Sekretaris Daerah Kota Serang, Nanang Saefudin, menjelaskan bahwa pemindahan sekolah akan dilakukan setelah ada kajian dari Dinas Pendidikan. “Kita akan memindahkan SMP 4 yang nanti ada kajian dari Pak Kadindik. Di situ kan sudah ada keramaian, segala macam, apakah masih layak atau tidak anak-anak sekolah di situ. Kita akan pindahkan ke sekolah yang baru yang lebih representatif,” ujarnya pada Kamis (27/8/2026).

Jika relokasi ini terealisasi, SMPN 4 akan dipindahkan ke daerah Ciruas, Kabupaten Serang. Nanang menekankan bahwa kebijakan ini memerlukan komunikasi yang baik dengan seluruh pemangku kepentingan, termasuk orang tua/wali murid melalui komite sekolah dan pihak terkait lainnya.

Pemkot Serang menilai kawasan perdagangan di sekitar Pasar Lama sangat membutuhkan fasilitas parkir yang memadai. Untuk merealisasikan hal ini, Pemkot menggandeng PT Brata Wijaya Banten dalam pengadaan fasilitas parkir. “Apa objek yang akan dikerjasamakan, yaitu membuat tempat parkir.
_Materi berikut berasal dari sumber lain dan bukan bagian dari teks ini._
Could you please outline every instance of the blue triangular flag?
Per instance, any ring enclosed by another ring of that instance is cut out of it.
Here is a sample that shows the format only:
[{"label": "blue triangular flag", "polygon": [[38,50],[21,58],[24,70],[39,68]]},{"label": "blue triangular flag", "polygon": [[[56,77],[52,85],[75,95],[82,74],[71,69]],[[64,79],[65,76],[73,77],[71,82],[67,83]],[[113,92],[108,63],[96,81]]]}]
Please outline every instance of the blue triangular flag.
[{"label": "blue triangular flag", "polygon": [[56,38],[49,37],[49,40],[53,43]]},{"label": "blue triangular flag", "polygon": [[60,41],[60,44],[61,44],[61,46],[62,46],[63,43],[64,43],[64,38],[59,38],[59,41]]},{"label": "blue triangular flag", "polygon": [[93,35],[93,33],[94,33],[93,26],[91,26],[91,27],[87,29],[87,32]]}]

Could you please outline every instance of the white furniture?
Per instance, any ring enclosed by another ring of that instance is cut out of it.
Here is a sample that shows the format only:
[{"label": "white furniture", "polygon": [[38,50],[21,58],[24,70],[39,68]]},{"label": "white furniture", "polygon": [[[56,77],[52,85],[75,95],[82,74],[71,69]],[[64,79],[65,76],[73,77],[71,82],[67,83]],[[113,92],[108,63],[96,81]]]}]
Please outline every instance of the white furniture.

Selama ini kita ketahui bersama bahwa Royal Baru kan semuanya sudah dilarang parkir, cuma fasilitas parkir kita belum ada,” ungkap Nanang.
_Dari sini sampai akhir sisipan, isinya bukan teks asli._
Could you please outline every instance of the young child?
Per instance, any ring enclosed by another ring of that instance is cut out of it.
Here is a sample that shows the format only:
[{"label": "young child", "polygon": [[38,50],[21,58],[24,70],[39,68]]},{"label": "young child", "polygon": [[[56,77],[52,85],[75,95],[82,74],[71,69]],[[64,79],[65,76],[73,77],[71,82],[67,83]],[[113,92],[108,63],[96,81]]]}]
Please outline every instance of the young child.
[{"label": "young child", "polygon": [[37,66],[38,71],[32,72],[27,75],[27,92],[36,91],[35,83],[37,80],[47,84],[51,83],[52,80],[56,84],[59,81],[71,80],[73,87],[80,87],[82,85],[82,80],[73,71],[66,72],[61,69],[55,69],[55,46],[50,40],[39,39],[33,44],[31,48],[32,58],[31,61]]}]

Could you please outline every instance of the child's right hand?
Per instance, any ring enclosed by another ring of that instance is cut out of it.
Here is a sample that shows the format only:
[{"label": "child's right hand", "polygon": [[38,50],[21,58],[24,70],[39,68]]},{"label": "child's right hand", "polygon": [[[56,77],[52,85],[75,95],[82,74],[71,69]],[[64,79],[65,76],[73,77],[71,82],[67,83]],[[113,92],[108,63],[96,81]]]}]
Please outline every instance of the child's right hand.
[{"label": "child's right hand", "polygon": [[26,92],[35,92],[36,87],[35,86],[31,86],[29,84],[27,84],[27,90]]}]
Nanang menambahkan bahwa Anggaran Pendapatan dan Belanja Daerah (APBD) Kota Serang belum mencukupi untuk membiayai pembangunan gedung parkir baru secara mandiri. Oleh karena itu, kerja sama dengan pihak swasta menjadi pilihan. “Dan kedua, secara APBD, kita belum mampu menyiapkan gedung-gedung parkir yang notabene dibangun puluhan miliar. Sehingga kita bekerja sama dengan pihak ketiga, dalam hal ini PT Brata Wijaya Banten,” paparnya.

Sementara itu, Ketua Satgas Percepatan Pembangunan dan Investasi Kota Serang, Wahyu Nurjamil, menyatakan bahwa rencana ini masih dalam tahap pembahasan internal. Hasil ekspose bersama PT Brata Wijaya Banten akan dilanjutkan dengan rapat koordinasi bersama Sekda dan organisasi perangkat daerah (OPD) terkait. “Hasil permohonan dari PT Brata akan kami bahas mekanismenya dalam rapat internal bersama Pak Sekda dan dinas teknis,” ujar Wahyu.
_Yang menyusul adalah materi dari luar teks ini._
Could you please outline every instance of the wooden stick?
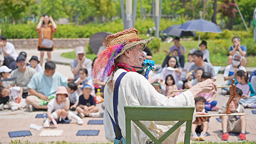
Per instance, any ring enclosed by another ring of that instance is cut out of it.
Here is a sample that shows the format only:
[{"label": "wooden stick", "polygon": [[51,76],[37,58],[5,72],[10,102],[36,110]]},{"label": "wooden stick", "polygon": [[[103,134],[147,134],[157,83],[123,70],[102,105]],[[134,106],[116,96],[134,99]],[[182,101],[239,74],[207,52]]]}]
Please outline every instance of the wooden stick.
[{"label": "wooden stick", "polygon": [[[231,86],[217,86],[217,88],[223,88],[223,87],[230,87]],[[176,91],[168,91],[168,92],[184,92],[184,91],[187,91],[187,90],[188,90],[188,89],[176,90]]]}]

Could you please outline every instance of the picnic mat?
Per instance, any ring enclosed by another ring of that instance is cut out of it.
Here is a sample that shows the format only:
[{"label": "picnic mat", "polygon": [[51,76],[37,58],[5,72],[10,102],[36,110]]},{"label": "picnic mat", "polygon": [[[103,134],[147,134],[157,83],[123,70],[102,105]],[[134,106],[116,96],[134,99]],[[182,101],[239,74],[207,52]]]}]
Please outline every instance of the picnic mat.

Wahyu menjelaskan bahwa pembangunan gedung parkir merupakan bagian integral dari penataan kawasan Pasar Lama dan Jalan Juhdi, yang terus berkembang pesat menjadi pusat bisnis. Pembangunan ini akan menggunakan skema Bangun Guna Serah (BGS) atau Build-Operate-Transfer (BOT). Melalui skema ini, lahan parkir akan tetap menjadi aset Pemerintah Kota Serang, sementara seluruh pembiayaan fisik gedung akan ditanggung oleh investor. “Lahannya tetap milik pemerintah daerah, sedangkan fisik gedungnya dibangun sepenuhnya oleh PT Brata,” tutupnya.